It's a shame, the stuff that sticks in my craw is the child tax credit. Extends for another year, which is better than nothing, but then it expires and it expires in like ~2023, just after the 2022 midterms/congress is sworn in, so it can't even be used as a political cudgel against Republicans.
Although, that angle is even weaker than it seemed 6 months ago. It's pretty clear that Democrats -- progressives and liberals and moderates -- and the media, are basically letting Republicans off the hook and focusing all of their eire and criticism on the Democratic party.

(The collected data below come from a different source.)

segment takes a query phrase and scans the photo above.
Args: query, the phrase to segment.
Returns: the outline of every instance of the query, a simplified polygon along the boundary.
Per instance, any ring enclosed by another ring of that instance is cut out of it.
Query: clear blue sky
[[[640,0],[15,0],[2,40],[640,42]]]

It's such a peculiar thing, it happens every time Democrats win congress or the White House, but it's still something bizarre to me.
The fact that 100% of Republicans vote against funding the government, 100% of Republicans vote against paying debt that they accrued while they held the White House & both chambers of congress, 100% of Republicans are against even the most basic social safety net for children, 100% of Republicans are against free community college, 100% of Republicans are against expanding broadband internet, 100% of Republicans are against family leave, 100% of Republicans are against making the US more competitive in microprocessor development, but the story is and will always be "Democrats gut their own bill." No, you have 50% of congress that refuses to vote for anything no matter how beneficial it is for the long-term security of the country. 96% of Democrats support nearly all of these issues, two don't, and the entire media and public focus is on those two and their relationship with 96% of the party.
Winning those two seats in Georgia was so important, you get no stimulus, no child tax credit, no funding for vaccines, no funding to reopen schools safely, no expanded unemployment benefits, nothing, if those two conservative seats remain held by Republicans. But, it also shows the cost of coming up short in North Carolina, Maine, and elsewhere. If Democrats had won North Carolina and Maine, as they were projected to -- narrrowly -- then this bill is completely different. It might be scaled somewhat, but Jaime Harrisson isn't going to be the vote that kills a permanent child tax credit.
The fact is, the Republican playbook works. We -- Democratic voters -- work ourselves into a shoot by being played by their playbook. 100% of Republicans oppose issues that poll with 70-80% approval rating across the country, but it's Democrats inability to win over 4% of the party that is the story, and past voters become easily convinced that voting doesn't matter because the Republican playbook works, which then perpetuates Republican success. It's a shame. And now when these two infrastructure deals do pass, if they do, which are still massive achievements and the largest investment in the public sector in ~55 years, the first reversal of the conservative stranglehold on the public sector since most of our parents were born in the 1960s, they're not enough, they're disappointments, they're nothing to write home about, they're reduced to "But no college loan forgiveness? or "but only $1400?" It's frustrating, and I get worked by the playbook as much as anybody, you get the government that voters deserve.